Oh contrar, mon frer! They do not get away from me that easy! It sometimes takes them a while to see the problem, but if you stay on top of it, they will find the problem. They did with the PayPal problem. :smiley:

Any news on this issue yet.. Since I migrated to 4.16 with NV2 I have been seeing the same disconnects with ALL the messages that you mention for no apparent reasons. Even when cpe has snr of 30-40dB and signal levels of -50 to -70, it makes no difference, the AP just seems to pick on random cpe’s regardless of signal status..

7 clients on the AP.

OK. lets stay on top of it. I have some PtP link suffering the same, with NV2 package. Thus my log tells me “lost connection, control frame timeout” on a further very strong stable link… that worked fine for years in 802.11a
Will send e-mail to MT too…

OK, then i don’t make new thread.
Same problem here, waiting for some advice…
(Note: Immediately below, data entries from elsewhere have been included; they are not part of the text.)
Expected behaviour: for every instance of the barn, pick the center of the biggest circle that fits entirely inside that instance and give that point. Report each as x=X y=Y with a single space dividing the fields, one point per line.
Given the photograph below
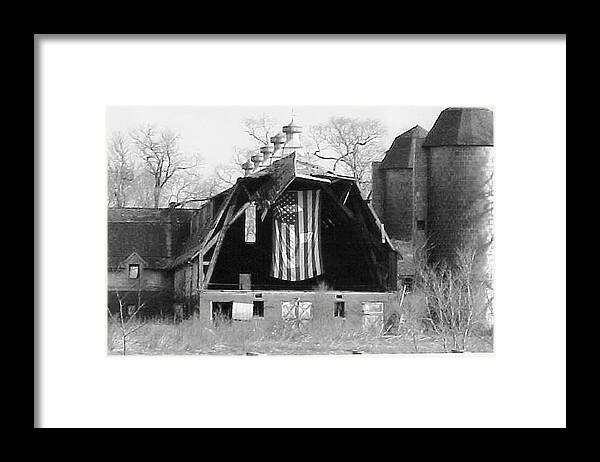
x=290 y=240
x=285 y=240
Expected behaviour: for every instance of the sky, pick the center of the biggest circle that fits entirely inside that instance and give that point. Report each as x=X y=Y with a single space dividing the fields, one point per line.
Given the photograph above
x=214 y=131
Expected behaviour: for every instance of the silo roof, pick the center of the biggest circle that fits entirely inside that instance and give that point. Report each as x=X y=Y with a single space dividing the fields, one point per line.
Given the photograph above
x=462 y=126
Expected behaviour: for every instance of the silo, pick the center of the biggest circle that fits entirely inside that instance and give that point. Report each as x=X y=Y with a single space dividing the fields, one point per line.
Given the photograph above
x=459 y=151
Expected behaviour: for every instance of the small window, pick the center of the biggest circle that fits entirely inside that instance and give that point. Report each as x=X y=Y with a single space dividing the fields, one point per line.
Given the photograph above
x=258 y=309
x=134 y=271
x=339 y=310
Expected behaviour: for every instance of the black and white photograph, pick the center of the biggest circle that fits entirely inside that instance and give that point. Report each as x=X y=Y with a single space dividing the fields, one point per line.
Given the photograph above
x=344 y=230
x=299 y=231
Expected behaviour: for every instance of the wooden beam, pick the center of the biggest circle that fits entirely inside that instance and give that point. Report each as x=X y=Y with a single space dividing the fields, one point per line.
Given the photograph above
x=219 y=244
x=219 y=215
x=331 y=194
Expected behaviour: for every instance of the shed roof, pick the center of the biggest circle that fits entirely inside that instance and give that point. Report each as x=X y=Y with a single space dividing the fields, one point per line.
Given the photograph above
x=462 y=126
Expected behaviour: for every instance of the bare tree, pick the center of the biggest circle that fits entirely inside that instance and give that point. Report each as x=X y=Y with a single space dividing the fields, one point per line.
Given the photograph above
x=349 y=143
x=160 y=156
x=120 y=170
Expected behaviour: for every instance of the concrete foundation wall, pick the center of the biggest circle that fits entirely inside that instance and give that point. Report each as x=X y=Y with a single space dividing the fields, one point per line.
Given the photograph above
x=323 y=304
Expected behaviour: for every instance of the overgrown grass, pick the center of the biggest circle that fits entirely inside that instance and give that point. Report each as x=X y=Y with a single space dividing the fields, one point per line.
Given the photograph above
x=318 y=336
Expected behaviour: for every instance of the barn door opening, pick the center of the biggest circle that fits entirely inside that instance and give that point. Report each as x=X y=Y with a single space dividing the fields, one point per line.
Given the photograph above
x=372 y=316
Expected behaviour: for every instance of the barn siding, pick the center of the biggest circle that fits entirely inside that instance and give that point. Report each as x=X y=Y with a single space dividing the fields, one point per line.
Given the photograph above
x=323 y=303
@pmarton: Can you post your log from the AP and the station? If we are going to get MT to fix this, we need all the documentation we can get. A section of both the AP and station log would help, along with signal strengths and snr for both.
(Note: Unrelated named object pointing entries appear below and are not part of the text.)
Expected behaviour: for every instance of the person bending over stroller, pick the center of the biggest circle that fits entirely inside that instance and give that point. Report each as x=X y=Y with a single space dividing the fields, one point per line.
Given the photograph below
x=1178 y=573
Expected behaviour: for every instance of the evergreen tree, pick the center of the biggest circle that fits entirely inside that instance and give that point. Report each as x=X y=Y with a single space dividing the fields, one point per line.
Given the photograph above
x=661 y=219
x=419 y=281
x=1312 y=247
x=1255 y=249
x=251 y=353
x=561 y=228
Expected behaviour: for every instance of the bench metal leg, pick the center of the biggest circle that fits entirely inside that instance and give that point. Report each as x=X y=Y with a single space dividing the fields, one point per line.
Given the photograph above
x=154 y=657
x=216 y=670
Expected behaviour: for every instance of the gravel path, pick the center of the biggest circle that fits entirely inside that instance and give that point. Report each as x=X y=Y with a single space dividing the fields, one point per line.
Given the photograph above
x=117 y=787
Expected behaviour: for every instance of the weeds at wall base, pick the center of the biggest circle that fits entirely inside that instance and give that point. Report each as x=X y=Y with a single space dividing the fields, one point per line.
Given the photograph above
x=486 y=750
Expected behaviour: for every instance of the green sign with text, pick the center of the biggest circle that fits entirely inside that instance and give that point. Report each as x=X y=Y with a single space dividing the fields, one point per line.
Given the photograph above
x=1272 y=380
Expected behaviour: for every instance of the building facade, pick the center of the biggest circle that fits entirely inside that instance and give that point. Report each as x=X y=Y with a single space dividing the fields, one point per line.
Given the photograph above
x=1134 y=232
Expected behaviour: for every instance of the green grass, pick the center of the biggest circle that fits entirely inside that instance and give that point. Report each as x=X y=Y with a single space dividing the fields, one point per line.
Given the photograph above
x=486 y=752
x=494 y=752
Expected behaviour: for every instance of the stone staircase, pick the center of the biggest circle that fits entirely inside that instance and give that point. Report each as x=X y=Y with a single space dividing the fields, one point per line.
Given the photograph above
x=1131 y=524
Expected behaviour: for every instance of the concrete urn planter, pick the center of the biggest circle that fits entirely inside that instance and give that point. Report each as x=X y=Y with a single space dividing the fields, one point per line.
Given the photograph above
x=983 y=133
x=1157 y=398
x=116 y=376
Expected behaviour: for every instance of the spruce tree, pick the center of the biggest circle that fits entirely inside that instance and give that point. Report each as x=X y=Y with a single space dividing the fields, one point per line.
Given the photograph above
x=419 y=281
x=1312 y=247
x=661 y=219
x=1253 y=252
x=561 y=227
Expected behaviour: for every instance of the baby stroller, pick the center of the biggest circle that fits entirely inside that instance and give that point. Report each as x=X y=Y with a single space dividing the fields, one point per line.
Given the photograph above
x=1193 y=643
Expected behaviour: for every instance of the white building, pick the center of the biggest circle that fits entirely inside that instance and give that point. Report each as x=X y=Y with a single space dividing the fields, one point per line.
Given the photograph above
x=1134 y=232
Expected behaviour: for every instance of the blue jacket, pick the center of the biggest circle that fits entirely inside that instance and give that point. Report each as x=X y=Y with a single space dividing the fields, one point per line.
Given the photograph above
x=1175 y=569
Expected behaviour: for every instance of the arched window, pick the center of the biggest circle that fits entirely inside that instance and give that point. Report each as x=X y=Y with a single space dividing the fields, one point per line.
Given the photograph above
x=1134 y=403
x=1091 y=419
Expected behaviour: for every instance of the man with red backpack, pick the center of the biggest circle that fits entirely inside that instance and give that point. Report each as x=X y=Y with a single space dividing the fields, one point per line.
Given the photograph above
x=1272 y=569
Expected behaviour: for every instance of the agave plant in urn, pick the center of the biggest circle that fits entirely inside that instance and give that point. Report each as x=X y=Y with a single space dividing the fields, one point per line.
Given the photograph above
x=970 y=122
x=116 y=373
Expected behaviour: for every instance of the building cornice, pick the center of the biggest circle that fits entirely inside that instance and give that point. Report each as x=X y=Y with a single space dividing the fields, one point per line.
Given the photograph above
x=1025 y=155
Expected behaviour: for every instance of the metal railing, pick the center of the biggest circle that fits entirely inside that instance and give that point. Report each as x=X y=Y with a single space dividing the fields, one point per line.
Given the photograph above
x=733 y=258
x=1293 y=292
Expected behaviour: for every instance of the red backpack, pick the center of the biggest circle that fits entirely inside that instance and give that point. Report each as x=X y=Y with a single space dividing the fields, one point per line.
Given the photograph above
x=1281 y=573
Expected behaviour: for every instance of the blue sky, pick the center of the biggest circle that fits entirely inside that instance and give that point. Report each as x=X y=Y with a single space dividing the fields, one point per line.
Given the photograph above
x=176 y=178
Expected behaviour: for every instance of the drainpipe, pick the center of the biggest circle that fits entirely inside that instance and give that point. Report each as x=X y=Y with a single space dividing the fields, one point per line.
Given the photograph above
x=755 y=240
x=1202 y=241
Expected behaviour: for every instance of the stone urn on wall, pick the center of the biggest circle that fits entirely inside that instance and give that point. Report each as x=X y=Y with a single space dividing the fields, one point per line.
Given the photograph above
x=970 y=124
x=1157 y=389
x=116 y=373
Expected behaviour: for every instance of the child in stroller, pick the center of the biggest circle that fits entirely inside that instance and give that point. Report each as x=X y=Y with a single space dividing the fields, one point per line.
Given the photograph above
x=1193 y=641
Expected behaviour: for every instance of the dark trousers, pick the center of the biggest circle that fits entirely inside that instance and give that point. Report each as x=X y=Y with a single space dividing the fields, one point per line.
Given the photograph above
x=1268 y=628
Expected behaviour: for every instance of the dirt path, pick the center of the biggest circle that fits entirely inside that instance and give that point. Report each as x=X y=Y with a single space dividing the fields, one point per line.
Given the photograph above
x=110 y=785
Creating a supout.rif file and emailing it to support(at)mikrotik.com would help too.

There is another thread about this too.
http://forum.mikrotik.com/t/log-reassociating-disconnected-ok-connected/44784/1

ADD: I am interested in what times of day these happen. Is it all the time, or limited to certain times of day?

And what was the estimated traffic volume during the disconnects? My disconnects happened mostly in the evenings during heavy station uploads (transmissions). I am at the beach, so in the evenings, the tourists email pictures home to friends and family.

For me, anytime night or day, even at 4 AM… There appears to be NO relationship regarding whether CPE’s are downloading either… TOTALLY at random!

Sometimes, once a day, sometimes twice… Before I migrated to NV2 I had CPE’s registered on this AP for 42 days without 1 single interruption in radio service, and the ONLY break in service after this time was when I installed 4.16 etc etc.

please install RouterOS v4.17 or RouterOS v5.0rc11 as it has lot of fixes for Nv2 protocol that should increase the stability of the Nv2 protocol.

I presume you mean both AP and CPE? Last time I did upgrade the AP to v5.0rc10 I lost two CPE rb433’s. One is still dead on my desk and the other only came alive after manual hardware reset (screwdriver!).

So until someone can tell me the irregular but common disconnects are disappearing after upgrading to one of these two upgrades I am not gambling any more on my network.. First please someone tell me they found the solution…

I have one rb333 with 3 R52 cards running 4.16NV2. Two of these cards both serve two rb433AH’s and have the nv2 protocol enabled. One card serves only one other rb433 board and is running the old 802.11.
These 5 remote rb433’s are all AP’s themselves (so they have two radio cards, one for backhaul and one as AP) and some of them run the nv2 protocol (4).
On each one of the double cards it is only one link that is disconnecting at random, regularly or irregular.
I tried all kinds of freq’s to try to stay away fm interferences, I set some AP’s to 10Mhz channel instead of default, I make channel distances at least 40Mhz. All but no results…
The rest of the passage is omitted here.